Advertisement

West governors 'kick off' wildfire season

MISSOULA, Mont., June 16 (UPI) -- The determined give-and-take in Washington over President Bush's Healthy Forest Initiative is far from complete, giving the governors of the states in the drought-stricken West ample reason to be nervous about another potentially disastrous fire season.

The Western Governors Association will hold a summit this week in Montana on the topic of forest health, which has become a euphemism for the contentious issue of finding a balance between the use and preservation of the vast mountain forests where some 7 million acres burned last summer.

Advertisement

"Last year was one of the worst fire seasons on record for several of our states," said Montana Gov.

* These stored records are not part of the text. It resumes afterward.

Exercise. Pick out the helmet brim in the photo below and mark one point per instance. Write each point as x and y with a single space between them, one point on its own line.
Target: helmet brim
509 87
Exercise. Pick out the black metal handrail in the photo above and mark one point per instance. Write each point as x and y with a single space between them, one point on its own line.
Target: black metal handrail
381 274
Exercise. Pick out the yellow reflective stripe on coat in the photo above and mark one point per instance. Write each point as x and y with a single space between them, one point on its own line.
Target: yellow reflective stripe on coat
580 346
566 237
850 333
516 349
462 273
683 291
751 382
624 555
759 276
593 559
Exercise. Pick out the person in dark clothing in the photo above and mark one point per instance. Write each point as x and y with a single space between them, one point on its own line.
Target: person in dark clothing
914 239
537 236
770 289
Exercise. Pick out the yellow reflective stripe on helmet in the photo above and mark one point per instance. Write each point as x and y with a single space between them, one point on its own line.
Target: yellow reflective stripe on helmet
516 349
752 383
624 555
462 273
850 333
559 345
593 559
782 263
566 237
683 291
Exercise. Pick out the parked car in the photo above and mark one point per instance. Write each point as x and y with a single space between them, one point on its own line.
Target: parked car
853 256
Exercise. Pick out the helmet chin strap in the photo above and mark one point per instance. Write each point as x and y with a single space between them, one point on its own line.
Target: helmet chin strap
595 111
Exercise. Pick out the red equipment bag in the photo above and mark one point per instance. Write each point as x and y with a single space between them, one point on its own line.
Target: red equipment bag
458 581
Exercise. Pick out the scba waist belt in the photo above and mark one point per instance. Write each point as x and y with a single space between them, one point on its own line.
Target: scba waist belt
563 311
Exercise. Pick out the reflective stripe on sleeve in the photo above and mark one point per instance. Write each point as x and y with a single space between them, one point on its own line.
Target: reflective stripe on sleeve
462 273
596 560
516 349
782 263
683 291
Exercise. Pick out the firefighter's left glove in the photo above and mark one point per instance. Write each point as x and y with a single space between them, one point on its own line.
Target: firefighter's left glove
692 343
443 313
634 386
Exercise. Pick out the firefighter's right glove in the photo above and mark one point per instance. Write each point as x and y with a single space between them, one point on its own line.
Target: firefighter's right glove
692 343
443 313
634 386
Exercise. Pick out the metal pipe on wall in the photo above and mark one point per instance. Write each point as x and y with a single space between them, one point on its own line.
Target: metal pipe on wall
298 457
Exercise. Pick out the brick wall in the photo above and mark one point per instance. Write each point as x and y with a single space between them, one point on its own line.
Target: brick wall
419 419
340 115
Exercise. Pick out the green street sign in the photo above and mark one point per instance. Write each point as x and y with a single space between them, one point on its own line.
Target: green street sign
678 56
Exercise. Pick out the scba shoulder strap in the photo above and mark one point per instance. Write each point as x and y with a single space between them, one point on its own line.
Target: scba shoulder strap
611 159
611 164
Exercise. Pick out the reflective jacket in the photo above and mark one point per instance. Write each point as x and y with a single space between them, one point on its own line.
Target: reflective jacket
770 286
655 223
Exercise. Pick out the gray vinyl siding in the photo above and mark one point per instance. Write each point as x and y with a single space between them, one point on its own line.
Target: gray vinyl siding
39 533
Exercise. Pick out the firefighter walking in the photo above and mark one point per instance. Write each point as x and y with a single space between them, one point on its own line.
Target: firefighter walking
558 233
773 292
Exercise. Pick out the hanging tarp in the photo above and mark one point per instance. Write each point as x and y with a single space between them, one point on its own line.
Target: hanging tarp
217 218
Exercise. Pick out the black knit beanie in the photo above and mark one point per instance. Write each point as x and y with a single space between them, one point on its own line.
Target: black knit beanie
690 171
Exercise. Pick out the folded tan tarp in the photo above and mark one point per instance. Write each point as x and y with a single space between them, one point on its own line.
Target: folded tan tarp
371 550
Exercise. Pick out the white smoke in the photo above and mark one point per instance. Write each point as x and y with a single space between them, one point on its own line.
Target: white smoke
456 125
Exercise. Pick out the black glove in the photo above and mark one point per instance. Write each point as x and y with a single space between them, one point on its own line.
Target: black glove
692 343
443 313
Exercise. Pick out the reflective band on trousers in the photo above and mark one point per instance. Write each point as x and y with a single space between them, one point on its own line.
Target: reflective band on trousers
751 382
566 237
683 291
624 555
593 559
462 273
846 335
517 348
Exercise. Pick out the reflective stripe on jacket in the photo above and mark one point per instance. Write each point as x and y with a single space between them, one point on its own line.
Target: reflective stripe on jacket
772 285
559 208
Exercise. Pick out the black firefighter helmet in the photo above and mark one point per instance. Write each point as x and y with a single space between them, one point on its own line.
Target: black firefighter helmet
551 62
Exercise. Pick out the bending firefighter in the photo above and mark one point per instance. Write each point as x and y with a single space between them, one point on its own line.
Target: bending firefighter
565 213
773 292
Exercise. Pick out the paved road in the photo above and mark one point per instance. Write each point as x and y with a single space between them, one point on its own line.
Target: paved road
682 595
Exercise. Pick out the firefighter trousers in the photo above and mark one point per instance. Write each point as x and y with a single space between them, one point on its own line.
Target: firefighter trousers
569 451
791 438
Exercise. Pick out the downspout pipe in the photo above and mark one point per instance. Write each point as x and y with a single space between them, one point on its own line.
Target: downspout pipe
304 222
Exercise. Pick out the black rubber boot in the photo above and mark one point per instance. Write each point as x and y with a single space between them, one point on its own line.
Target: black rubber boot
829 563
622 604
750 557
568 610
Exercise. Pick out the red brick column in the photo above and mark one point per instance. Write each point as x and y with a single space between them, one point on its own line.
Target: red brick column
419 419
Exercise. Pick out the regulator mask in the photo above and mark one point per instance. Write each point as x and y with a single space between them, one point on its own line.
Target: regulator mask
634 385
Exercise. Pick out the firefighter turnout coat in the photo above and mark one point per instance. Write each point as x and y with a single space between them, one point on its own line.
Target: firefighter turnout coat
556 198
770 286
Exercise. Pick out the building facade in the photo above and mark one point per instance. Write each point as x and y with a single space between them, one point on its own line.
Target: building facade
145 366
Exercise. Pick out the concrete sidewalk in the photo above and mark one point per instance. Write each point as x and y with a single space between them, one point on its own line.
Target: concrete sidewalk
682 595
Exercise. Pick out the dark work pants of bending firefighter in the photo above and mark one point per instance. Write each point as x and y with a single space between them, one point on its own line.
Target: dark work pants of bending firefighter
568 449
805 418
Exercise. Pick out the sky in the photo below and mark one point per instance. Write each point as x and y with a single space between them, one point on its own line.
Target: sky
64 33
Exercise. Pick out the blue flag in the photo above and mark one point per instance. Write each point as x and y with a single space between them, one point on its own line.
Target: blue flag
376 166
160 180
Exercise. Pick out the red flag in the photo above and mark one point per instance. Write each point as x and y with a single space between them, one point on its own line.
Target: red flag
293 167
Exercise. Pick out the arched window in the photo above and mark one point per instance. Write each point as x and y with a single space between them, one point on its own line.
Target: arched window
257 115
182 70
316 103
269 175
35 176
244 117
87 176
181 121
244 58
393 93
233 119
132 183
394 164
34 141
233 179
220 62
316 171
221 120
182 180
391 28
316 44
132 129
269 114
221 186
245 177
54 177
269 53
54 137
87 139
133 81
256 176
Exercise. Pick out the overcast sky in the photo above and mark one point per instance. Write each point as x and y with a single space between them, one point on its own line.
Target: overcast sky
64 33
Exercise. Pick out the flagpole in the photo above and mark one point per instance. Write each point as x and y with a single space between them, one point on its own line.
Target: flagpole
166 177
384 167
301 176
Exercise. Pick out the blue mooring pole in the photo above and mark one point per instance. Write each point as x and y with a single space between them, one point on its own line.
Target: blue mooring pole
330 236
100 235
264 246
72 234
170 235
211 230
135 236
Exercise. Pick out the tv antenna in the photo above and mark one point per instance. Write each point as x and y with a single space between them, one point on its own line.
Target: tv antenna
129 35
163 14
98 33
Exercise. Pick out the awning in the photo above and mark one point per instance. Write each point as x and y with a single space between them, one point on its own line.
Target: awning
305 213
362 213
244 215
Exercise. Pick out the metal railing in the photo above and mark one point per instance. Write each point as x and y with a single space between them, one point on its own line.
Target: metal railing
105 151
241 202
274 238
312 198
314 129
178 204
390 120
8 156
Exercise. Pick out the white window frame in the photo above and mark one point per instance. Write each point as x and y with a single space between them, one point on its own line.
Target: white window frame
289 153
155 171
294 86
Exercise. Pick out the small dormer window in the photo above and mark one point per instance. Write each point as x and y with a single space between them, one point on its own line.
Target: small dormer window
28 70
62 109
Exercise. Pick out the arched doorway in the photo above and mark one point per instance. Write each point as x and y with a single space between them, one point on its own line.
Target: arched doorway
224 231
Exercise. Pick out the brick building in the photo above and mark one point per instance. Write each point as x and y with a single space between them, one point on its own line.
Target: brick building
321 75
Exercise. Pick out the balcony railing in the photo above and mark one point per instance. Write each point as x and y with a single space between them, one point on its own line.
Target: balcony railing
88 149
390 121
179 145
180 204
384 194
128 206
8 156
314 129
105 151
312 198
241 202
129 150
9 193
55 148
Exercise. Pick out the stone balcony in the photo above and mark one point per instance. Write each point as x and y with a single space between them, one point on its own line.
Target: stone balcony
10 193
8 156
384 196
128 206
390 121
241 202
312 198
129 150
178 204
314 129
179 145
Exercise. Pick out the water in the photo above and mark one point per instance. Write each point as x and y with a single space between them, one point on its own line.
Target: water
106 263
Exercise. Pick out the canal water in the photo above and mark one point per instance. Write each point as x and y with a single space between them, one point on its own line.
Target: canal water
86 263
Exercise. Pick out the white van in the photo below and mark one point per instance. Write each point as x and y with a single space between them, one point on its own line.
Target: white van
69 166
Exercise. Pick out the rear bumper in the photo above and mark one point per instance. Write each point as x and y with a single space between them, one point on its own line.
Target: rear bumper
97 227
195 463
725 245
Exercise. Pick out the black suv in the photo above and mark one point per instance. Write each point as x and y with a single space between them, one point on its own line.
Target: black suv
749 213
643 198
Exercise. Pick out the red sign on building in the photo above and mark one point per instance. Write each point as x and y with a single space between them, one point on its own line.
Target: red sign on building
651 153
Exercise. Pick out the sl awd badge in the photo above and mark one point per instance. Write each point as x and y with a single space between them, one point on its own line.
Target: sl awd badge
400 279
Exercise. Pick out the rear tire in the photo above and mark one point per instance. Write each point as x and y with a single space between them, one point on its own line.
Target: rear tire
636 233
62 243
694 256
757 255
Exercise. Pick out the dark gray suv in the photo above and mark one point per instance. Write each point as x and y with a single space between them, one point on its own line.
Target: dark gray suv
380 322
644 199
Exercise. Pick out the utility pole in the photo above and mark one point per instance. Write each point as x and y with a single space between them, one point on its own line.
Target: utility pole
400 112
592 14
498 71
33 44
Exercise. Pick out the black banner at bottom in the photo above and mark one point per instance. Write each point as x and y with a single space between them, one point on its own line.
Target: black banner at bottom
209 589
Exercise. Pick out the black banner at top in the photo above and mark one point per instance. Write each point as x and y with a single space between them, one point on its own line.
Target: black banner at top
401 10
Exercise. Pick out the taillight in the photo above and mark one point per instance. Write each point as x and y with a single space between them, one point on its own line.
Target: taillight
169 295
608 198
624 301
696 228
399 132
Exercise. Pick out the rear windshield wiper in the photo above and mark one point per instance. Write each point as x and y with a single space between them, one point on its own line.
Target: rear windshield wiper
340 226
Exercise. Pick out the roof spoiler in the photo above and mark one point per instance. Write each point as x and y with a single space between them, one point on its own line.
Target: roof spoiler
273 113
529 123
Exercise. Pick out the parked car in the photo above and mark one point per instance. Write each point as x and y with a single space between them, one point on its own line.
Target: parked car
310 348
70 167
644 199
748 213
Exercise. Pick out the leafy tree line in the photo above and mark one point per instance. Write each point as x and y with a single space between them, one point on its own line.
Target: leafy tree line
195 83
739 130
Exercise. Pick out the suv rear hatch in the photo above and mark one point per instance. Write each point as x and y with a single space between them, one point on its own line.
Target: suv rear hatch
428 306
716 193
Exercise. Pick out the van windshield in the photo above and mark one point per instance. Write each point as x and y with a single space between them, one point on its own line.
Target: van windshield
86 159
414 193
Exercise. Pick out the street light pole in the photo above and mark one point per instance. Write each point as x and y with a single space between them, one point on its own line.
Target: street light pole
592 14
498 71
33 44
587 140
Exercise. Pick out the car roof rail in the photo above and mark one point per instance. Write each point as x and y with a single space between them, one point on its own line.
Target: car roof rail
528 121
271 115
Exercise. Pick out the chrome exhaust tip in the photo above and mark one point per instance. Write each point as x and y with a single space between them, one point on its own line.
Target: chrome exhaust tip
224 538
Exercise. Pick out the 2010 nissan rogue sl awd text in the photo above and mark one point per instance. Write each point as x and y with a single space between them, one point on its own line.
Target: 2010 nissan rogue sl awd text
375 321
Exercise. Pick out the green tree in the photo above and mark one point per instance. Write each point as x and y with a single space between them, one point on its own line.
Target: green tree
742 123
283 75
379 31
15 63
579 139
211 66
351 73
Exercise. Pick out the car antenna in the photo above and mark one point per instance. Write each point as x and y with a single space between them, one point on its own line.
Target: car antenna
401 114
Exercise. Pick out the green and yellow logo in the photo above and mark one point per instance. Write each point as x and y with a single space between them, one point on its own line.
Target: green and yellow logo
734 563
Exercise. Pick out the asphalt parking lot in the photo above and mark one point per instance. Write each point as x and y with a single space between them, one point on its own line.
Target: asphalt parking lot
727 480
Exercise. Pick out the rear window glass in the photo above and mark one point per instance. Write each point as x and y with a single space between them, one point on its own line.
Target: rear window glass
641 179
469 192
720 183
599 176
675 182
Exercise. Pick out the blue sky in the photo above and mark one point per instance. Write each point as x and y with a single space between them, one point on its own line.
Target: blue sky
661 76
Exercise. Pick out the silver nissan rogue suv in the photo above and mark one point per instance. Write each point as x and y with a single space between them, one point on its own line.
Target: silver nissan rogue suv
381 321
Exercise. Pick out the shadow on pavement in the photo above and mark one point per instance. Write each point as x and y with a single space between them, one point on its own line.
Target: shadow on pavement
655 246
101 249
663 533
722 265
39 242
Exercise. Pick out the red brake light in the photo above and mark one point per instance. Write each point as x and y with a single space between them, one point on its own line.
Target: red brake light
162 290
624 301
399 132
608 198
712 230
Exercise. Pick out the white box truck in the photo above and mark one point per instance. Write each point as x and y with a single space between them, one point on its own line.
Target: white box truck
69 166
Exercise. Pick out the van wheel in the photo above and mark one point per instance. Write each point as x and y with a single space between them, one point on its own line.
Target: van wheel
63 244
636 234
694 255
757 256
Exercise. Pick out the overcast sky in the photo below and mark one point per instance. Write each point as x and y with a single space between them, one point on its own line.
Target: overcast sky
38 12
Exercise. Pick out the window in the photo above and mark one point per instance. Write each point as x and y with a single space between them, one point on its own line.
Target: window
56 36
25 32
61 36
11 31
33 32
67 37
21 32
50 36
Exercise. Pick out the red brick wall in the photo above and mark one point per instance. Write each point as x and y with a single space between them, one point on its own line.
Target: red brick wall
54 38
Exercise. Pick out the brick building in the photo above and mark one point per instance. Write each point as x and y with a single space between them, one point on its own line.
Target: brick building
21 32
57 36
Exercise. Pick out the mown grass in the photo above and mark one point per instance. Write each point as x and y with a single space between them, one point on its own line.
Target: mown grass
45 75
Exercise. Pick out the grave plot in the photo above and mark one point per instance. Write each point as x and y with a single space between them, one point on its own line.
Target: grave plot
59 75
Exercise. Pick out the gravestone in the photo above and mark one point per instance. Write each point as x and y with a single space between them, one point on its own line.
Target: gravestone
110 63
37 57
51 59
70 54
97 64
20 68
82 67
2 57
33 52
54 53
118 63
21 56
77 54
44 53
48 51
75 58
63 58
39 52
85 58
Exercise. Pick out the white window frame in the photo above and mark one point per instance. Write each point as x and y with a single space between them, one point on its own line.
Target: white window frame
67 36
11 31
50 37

Judy Martz, the chairwoman of the WGA. "The continuing drought almost guarantees that 2003 will be another record year."

The primary objective of the summit in Missoula, according to the WGA, will be to compare notes on fire-prevention strategies in order to minimize the number of times the governors will have to tour a once-bucolic neighborhood that had been overwhelmed by an inferno caused by a lightning strike or a careless campfire in heavily overgrown woodlands.

Advertisement

The summit will include an appearance by Dale Bosworth, head of the U.S. Forest Service, and a field trip into the woods where the latest in heavy equipment will demonstrate how -- someday -- the cost of fuels reduction will be lowered to the point that scrub trees and other such kindling can be economically harvested for processing into biofuel, wood pulp or some other commercial purpose.

"We need to know what collaborative efforts are working, what the latest science is and what assistance is available," said Martz.

The session won't have any direct impact on the Healthy Forest Initiative, which is a federal matter, but it will serve as a kind of unofficial kickoff to the wildfire season in which the governors and high-ranking federal officials will be able to shake hands and agree that fuel reductions conducted in an environmentally sensitive manner are a desirable goal.

The governors took that same uncontroversial stand a couple of years ago in the form of a 10-year strategy to gradually restore millions of acres of overgrown woods to their more natural state by hacking out the small trees and underbrush that act both as "ladder fuels" and stunt the health of larger trees by competing for sunlight, soil nutrients and scarce water.

Advertisement

"Under the WGA's leadership, we have made tremendous strides in getting federal, state and local interests working together, and this meeting will give us a chance to compare notes and, if necessary, fine-tune the implementation of the 10-year fire strategy," said Idaho Gov. Dirk Kempthorne.

The Healthy Forest Initiative, which borrowed heavily from the WGA's strategy, passed in the House last month and sent on to the Senate. At the same time, the Bush administration has proposed a handoff of the equally sticky debate over roadless wilderness areas to the governors -- giving them the power to seek exemptions to the rules in order to build fire roads.

Like Healthy Forest Initiative, the roadless regulations haven't yet become the law of the land, so the 2003 fire season will probably look about the same as the epic summer of 2002, when huge fires blackened vast areas in northern Arizona, California's Sierra. Colorado and southern Oregon.

"Late spring rains allowed us to delay the start of fire season this year, however, the grass is now drying and we are starting to see an increase in fire activity," said Jim Wright, the Chief of Fire Protection for the California Department of Forestry.

Advertisement

And with dry weather comes fires, and it is more often than not the governor who has to make the symbolic tour of charred streets and offer their sympathies to the homeowners who lived too close to a fire-prone forest.